The name Daniel means “God is my judge.” Daniel lived his life in such a way that he showed to the world that God was his judge. This is displayed in his great dependence on God. God was Daniel’s judge. God is your judge. That means that every single thing you do must be done knowing that you are subject to God’s judgment. Every single good and bad deed you commit will be judged by God one day. When you live your life knowing that God is your judge, everything you do will have a God-centeredness to it.

Daniel and his three friends were taken into exile by King Nebuchadnezzar. He wanted people from Israel who were of royalty, of nobility, young, good looking, wise, and knowledgeable. The king of Babylon wanted the best of the best in Israel to serve him. He had a desire to exalt himself and to glorify himself in the eyes of his own people and also throughout the whole world. Nebuchadnezzar teaches us something about our fallen and broken desires for fame. When we, like this Babylonian king, seek to exalt ourselves, we assume the work of God. God created man to magnify His glory throughout the world. After the Fall, God sent Christ to magnify His glory by redeeming fallen man. He is now filling the earth with His glory by the gospel proclamation of the Church. The moment we stubbornly magnify our name and our glory, we work against the mission of God in the world.

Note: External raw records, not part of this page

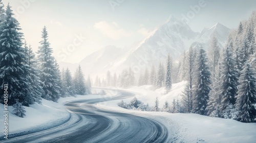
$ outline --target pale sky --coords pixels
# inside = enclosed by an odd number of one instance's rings
[[[34,52],[46,26],[54,56],[59,62],[71,63],[108,45],[123,47],[139,41],[170,15],[185,15],[191,29],[201,32],[217,22],[236,28],[256,10],[255,0],[2,1],[12,7]]]

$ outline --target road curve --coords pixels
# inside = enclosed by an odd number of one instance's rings
[[[151,118],[99,108],[96,104],[124,99],[132,93],[68,102],[70,119],[60,126],[5,140],[5,142],[170,142],[167,129]],[[0,142],[4,141],[1,140]]]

When the king had taken Daniel and his friends, he ordered them to eat only the food that the king ate and to drink what the king drank. They were to be taught the culture and language of the Babylonians. After three years of eating, drinking, and learning the way the king wanted, Daniel, his friends, and all the rest of those taken from Israel would appear before the king.

“But Daniel resolved that he would not defile himself with the king’s food, or with the wine that he drank” (Dan. 1:8).

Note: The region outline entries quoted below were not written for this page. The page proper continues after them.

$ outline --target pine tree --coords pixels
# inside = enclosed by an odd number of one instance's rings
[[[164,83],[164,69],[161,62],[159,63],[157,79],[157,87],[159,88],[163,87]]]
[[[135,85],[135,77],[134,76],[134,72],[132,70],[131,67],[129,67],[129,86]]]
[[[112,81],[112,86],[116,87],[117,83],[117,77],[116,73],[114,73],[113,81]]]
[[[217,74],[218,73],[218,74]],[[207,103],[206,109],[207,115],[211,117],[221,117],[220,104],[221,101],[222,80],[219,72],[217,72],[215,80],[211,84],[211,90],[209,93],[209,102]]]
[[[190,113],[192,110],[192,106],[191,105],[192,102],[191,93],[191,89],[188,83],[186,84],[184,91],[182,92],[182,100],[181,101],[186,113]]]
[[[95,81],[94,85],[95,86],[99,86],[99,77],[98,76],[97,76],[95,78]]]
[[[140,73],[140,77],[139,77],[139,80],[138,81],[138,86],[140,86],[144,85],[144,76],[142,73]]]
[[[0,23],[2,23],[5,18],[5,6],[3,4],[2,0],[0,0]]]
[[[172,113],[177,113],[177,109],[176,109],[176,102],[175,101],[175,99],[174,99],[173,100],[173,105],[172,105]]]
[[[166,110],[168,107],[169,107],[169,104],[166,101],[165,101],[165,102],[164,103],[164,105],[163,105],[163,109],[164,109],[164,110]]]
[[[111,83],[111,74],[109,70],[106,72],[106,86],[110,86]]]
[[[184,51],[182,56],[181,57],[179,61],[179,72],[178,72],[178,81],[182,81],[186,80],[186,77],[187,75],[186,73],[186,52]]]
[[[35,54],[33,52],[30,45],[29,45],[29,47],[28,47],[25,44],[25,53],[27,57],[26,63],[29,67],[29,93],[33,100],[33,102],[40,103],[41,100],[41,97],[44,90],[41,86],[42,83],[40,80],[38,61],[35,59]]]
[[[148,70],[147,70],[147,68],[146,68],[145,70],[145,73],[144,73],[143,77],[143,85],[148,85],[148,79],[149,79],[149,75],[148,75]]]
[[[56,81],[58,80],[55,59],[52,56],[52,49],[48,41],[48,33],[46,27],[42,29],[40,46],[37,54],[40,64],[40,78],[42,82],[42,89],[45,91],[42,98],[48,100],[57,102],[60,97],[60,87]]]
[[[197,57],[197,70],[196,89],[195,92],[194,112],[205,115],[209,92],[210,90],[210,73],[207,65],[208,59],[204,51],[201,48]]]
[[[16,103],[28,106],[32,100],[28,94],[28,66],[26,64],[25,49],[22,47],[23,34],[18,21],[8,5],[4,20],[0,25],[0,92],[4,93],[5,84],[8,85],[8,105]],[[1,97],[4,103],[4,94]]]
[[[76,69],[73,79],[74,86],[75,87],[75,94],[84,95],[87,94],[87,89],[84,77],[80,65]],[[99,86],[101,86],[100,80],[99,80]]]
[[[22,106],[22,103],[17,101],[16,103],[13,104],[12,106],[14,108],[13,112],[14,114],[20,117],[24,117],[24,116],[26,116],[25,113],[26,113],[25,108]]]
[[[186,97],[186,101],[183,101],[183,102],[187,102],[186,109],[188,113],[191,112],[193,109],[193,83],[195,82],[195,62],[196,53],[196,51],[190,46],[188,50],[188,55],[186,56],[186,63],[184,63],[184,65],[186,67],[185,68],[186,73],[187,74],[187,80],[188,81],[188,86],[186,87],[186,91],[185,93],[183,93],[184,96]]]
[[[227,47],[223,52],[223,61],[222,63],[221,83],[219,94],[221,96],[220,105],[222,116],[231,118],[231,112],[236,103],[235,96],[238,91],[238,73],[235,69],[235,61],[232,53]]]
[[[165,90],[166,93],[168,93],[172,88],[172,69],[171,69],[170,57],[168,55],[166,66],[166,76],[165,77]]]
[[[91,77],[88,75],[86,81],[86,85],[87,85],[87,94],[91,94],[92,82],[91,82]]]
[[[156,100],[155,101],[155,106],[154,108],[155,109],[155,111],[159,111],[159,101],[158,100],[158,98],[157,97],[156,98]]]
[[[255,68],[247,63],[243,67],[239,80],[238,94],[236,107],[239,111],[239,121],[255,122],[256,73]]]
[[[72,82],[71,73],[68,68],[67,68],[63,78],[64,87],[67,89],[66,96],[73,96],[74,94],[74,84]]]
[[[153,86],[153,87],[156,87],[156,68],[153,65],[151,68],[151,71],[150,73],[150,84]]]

Daniel refused to eat and drink what the king required because he knew that doing so would be wrong. How so? Because the food was rotten or poisonous? No, the king ate the same food! Why then? Because eating this food would be sinful against God. There is only one God and Daniel shows us that this God is sovereign over all things and all people, including the king of Babylon. While Nebuchadnezzar commands Daniel and his friends to eat and drink according to his standard, Daniel’s primary allegiance is to God and His standard.

Eating and drinking for Daniel and his friends were God issues. They basically asked themselves, “Can we glorify God by eating and drinking what the king gives us?” The answer was no. Do you ever ask yourself this question? This is the most important question to ask when you have a tough decision to make. Can I make God look big and great and awesome by doing this? Or will he look small and unimportant?

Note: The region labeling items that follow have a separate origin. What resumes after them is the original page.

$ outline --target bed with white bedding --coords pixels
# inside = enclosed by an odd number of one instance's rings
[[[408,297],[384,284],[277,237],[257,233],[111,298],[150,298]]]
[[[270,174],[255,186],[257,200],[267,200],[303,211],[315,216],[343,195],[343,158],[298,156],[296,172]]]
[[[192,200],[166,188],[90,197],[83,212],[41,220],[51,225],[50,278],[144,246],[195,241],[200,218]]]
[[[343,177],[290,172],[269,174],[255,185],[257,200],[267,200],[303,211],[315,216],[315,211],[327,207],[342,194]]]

God is sovereign over every area of every life. Man will either submit to the will of God or rebel against Him. The humble servant will magnify the majesty of God. The proud rebel will magnify his own glory. Are you magnifying the majesty of God in every area of your life? God was the center of Daniel’s life. Is God the center of your life? How can you begin living a God-centered life in a man-centered world?